Background: Burnout is the syndrome of emotional exhaustion, depersonalization and reduced personal efficacy that occurs in individuals working in the human services field. Recent data suggests that 50% of physicians are experiencing at least one symptom of burnout. Factors that contribute to physician burnout include lack of efficiency and lack of input.There is growing concern among healthcare leaders that the increasing prevalence of physician burnout represents a threat to patient quality and safety. As a result, some healthcare systems are shifting emphasis from the Triple Aim – population health, reduced costs and patient satisfaction – to the Quadruple Aim, which incorporates healthcare provider wellness. Evidence suggests that organizational-level approaches are more effective than individually-focused interventions in reducing burnout.
LEAN is a process-focused, customer-centered methodology that improves efficiency and quality. Within a LEAN system, improvements are made based on the input of everyone involved in the process. Since lack of efficiency, effectiveness and input are contributing factors to provider burnout, creating a system that addresses inefficiencies while adding greater flexibility and autonomy may reduce burnout.

Purpose: In 2013, Penn State Health built a new stand-alone children’s hospital and experienced bed demands that exceeded bed availability.

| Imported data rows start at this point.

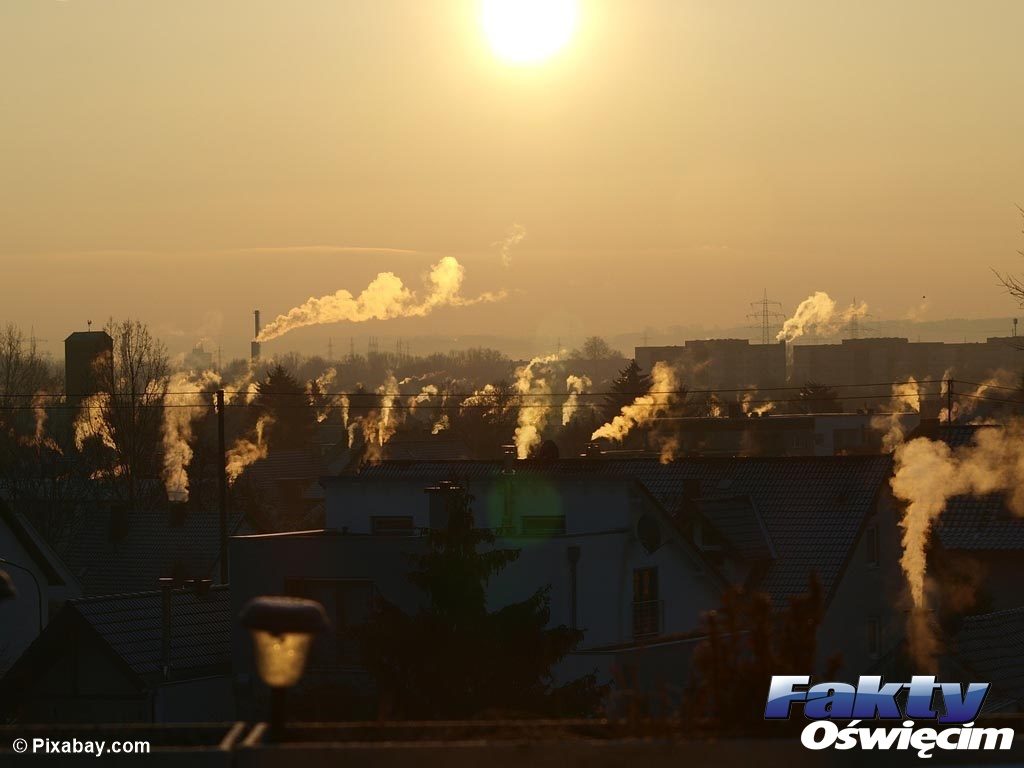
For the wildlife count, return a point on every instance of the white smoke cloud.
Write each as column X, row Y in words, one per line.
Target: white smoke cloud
column 187, row 399
column 246, row 452
column 574, row 385
column 818, row 311
column 645, row 408
column 535, row 396
column 928, row 473
column 385, row 298
column 512, row 238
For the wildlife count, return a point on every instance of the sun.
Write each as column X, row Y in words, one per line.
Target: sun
column 528, row 31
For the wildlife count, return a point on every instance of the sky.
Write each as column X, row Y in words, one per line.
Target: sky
column 185, row 161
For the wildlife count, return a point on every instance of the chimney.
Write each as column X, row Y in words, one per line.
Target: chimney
column 119, row 522
column 691, row 493
column 166, row 590
column 177, row 511
column 508, row 459
column 255, row 346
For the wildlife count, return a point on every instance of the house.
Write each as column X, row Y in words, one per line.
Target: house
column 114, row 551
column 788, row 434
column 634, row 551
column 161, row 655
column 42, row 581
column 977, row 543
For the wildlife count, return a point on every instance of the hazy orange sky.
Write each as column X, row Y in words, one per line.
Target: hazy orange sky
column 184, row 161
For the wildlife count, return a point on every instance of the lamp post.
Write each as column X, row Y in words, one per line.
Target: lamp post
column 7, row 591
column 39, row 590
column 283, row 630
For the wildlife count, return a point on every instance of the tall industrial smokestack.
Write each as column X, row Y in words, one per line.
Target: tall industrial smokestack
column 255, row 344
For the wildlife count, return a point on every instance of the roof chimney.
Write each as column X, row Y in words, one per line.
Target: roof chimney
column 255, row 346
column 509, row 458
column 166, row 589
column 441, row 503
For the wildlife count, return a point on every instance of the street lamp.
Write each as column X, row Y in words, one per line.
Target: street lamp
column 7, row 591
column 283, row 630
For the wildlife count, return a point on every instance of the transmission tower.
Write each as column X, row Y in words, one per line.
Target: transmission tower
column 854, row 328
column 766, row 317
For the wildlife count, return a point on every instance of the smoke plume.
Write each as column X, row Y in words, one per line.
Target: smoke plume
column 928, row 474
column 535, row 395
column 246, row 452
column 645, row 408
column 385, row 298
column 187, row 399
column 574, row 385
column 90, row 422
column 512, row 238
column 905, row 398
column 818, row 312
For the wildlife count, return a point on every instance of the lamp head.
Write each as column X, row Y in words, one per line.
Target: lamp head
column 283, row 630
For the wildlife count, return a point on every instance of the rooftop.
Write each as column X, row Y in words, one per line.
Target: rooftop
column 812, row 508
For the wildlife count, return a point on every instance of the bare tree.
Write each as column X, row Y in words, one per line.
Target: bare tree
column 134, row 382
column 1013, row 284
column 23, row 371
column 595, row 348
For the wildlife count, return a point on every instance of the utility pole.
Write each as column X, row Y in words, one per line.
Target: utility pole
column 949, row 402
column 222, row 485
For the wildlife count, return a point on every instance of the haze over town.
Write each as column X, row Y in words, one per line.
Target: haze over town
column 254, row 156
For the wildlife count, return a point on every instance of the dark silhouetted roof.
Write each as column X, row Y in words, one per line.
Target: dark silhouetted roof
column 152, row 548
column 201, row 629
column 432, row 449
column 736, row 518
column 129, row 629
column 992, row 646
column 812, row 507
column 975, row 522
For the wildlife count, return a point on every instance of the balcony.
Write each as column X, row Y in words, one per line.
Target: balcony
column 647, row 617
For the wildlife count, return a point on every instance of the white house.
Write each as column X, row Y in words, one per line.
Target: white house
column 634, row 551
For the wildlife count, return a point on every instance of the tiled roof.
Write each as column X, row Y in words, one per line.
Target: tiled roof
column 992, row 646
column 980, row 523
column 152, row 548
column 975, row 522
column 131, row 625
column 285, row 466
column 737, row 519
column 812, row 507
column 425, row 450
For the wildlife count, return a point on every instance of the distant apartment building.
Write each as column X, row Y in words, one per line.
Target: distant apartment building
column 791, row 434
column 864, row 361
column 722, row 364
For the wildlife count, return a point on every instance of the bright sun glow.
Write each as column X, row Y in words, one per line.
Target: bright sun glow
column 528, row 31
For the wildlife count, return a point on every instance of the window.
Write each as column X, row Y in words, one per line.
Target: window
column 543, row 524
column 391, row 525
column 348, row 603
column 646, row 605
column 873, row 637
column 871, row 545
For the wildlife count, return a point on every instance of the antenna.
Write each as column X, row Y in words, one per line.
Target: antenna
column 766, row 316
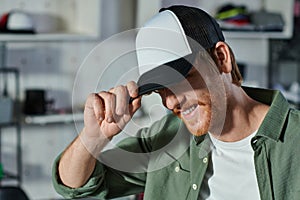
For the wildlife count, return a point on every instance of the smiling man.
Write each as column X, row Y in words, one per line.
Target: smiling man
column 221, row 140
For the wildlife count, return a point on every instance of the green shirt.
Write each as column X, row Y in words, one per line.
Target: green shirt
column 177, row 171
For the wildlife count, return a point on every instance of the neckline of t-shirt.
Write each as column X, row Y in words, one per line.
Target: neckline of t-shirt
column 238, row 144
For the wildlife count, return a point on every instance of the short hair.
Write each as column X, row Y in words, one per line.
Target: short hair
column 236, row 75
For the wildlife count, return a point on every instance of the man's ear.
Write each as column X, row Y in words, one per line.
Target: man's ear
column 223, row 57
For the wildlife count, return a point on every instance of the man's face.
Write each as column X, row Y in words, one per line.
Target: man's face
column 190, row 100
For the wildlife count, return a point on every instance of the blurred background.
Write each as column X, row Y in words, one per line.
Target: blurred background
column 43, row 44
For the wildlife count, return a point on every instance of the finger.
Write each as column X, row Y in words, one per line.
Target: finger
column 135, row 105
column 121, row 94
column 109, row 105
column 132, row 89
column 98, row 107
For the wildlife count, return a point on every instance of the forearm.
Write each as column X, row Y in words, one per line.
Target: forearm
column 78, row 161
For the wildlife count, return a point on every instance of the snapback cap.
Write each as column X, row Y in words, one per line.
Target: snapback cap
column 168, row 43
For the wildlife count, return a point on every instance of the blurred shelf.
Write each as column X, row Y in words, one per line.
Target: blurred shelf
column 53, row 118
column 47, row 37
column 255, row 35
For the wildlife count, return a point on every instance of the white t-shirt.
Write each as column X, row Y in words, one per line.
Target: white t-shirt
column 231, row 173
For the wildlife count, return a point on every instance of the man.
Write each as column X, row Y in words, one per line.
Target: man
column 244, row 142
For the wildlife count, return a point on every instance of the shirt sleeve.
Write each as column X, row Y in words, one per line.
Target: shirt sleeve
column 107, row 181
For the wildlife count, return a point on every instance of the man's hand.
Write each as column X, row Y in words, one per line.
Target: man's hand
column 106, row 113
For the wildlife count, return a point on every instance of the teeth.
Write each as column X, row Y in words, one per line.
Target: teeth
column 188, row 111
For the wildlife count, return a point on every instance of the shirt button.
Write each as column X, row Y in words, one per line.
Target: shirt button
column 194, row 186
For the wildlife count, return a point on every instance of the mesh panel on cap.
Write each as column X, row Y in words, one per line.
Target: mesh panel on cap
column 198, row 25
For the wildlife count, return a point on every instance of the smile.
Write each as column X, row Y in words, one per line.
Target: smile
column 189, row 110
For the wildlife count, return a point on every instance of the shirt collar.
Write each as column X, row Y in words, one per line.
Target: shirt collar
column 273, row 124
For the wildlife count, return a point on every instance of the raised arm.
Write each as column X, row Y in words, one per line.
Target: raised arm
column 105, row 115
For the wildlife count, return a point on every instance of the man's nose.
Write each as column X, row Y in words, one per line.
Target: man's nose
column 172, row 100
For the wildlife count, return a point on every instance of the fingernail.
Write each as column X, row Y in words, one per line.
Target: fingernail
column 109, row 120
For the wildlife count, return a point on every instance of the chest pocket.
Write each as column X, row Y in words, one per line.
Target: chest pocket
column 171, row 182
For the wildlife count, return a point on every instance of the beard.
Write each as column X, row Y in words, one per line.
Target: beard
column 200, row 123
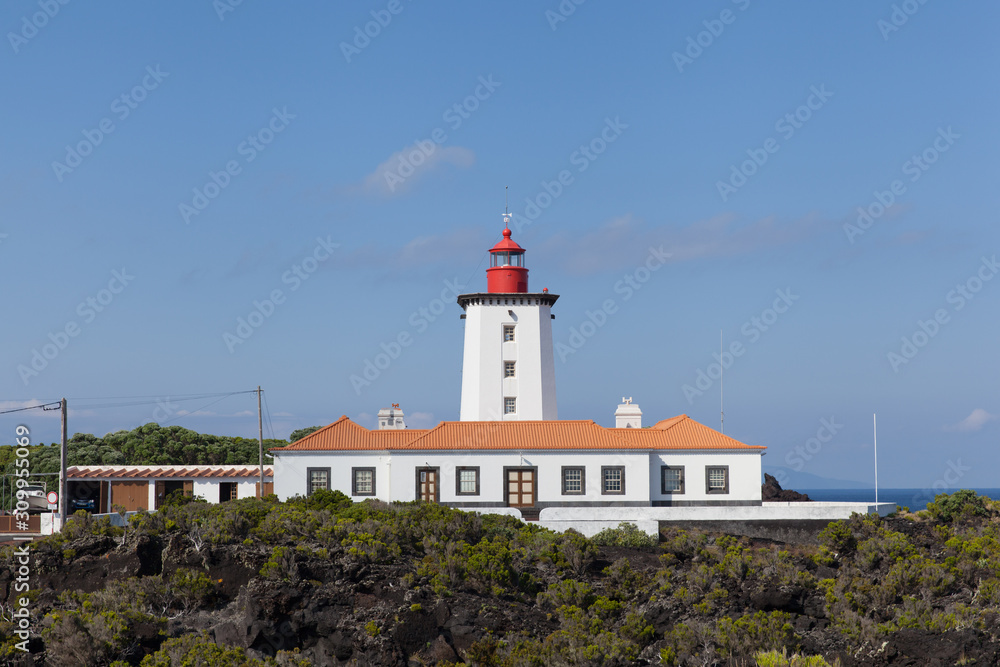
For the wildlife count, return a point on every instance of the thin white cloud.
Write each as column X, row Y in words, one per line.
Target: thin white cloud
column 624, row 241
column 454, row 251
column 404, row 168
column 976, row 420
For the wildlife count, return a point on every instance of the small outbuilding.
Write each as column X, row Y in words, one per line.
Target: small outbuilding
column 99, row 488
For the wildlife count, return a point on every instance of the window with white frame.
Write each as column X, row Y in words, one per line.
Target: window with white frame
column 612, row 480
column 672, row 479
column 363, row 481
column 717, row 479
column 318, row 480
column 467, row 481
column 574, row 482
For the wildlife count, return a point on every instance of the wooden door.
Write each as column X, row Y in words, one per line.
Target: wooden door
column 428, row 484
column 130, row 495
column 521, row 487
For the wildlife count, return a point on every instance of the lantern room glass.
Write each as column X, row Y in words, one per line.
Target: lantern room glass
column 506, row 258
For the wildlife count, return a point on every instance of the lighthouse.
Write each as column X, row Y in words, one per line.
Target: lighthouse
column 508, row 368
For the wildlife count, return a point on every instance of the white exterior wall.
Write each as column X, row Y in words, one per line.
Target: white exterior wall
column 549, row 482
column 246, row 489
column 483, row 384
column 207, row 490
column 395, row 474
column 744, row 475
column 291, row 472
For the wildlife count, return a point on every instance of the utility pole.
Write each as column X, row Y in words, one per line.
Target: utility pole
column 260, row 436
column 63, row 504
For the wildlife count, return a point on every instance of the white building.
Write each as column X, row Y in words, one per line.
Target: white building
column 509, row 453
column 527, row 465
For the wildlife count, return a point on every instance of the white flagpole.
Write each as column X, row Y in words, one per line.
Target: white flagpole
column 875, row 437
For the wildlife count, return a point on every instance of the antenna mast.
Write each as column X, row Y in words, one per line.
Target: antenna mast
column 875, row 441
column 722, row 371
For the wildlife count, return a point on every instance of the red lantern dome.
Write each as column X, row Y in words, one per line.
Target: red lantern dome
column 507, row 274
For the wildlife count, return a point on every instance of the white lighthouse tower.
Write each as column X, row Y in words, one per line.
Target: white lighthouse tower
column 508, row 371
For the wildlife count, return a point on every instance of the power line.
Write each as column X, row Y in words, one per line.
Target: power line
column 208, row 405
column 43, row 406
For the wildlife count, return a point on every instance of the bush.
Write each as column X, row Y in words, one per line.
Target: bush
column 625, row 535
column 963, row 504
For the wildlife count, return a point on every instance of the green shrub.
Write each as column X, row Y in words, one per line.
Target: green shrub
column 192, row 588
column 963, row 504
column 625, row 535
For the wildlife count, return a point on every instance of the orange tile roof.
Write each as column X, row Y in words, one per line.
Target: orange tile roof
column 104, row 472
column 680, row 432
column 344, row 434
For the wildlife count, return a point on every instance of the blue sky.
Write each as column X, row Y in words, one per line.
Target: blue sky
column 214, row 157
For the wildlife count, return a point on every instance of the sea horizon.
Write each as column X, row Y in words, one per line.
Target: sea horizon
column 915, row 499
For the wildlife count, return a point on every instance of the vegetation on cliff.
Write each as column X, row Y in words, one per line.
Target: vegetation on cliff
column 324, row 581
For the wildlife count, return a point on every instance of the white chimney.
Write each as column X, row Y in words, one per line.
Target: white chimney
column 628, row 415
column 391, row 418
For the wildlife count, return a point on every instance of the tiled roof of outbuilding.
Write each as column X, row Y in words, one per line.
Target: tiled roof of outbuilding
column 183, row 472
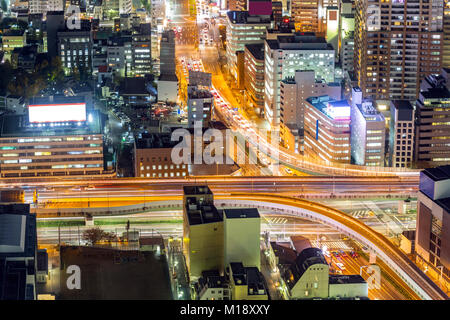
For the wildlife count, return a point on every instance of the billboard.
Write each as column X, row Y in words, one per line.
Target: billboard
column 57, row 112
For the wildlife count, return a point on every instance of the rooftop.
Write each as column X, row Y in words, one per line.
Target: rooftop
column 438, row 173
column 244, row 17
column 256, row 50
column 154, row 141
column 19, row 126
column 196, row 190
column 17, row 231
column 306, row 258
column 241, row 213
column 344, row 279
column 336, row 110
column 299, row 41
column 402, row 105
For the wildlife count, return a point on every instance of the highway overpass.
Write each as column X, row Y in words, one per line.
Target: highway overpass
column 289, row 206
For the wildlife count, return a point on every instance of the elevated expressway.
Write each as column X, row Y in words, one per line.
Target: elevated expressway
column 416, row 280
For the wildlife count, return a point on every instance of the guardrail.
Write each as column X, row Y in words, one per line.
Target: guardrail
column 391, row 255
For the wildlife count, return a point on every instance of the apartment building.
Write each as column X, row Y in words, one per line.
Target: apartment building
column 254, row 76
column 401, row 134
column 153, row 157
column 397, row 44
column 432, row 122
column 288, row 54
column 433, row 210
column 295, row 90
column 200, row 106
column 327, row 129
column 368, row 131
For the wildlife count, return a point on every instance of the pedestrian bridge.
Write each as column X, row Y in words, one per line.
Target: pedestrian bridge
column 376, row 242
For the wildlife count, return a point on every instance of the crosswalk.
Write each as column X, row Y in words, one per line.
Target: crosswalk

This resulted in decreased divisional and organizational efficiency, high stress, and elevated physician burnout in our division as identified by a stress measurement tool from Mindtools®.

Description: Using group input, we piloted and fully implemented a new service model in 2012-2015. We redesigned our service line using LEAN principles, such as “staff to demand” and “standardize work”. To “staff to demand”, we hired three additional FTE. This allowed creation of two rounding teams (from one) and reduced our patient-to-attending ratio from 15:1 to 8:1. Workflow was re-sequenced and standardized, which enabled teams to see discharges at the start of rounds. We also provided in-house evening and overnight resident supervision. Our model permitted flexibility in physicians’ schedules, deemphasized reliance on RVUs and heightened purpose and efficiency in work as determinants of providers’ value-adding capacity.
This staffing model improved both service line and hospital efficiency. As hypothesized, our intervention simultaneously reduced faculty stress. Our group’s mean stress score decreased from twenty-three (pre-intervention) to fifteen over the first two years, and has remained steady for a period of three years. Our divisional work life balance measurement 2 years after the intervention was 85%, well above the reported average of 41%. We have maintained a low physician turnover rate at 3.5% over the last 3 years.

Conclusions: Adopting LEAN principles may allow hospitalist services to eliminate the workplace factors that contribute to physician stress without compromising efficiency and quality of care.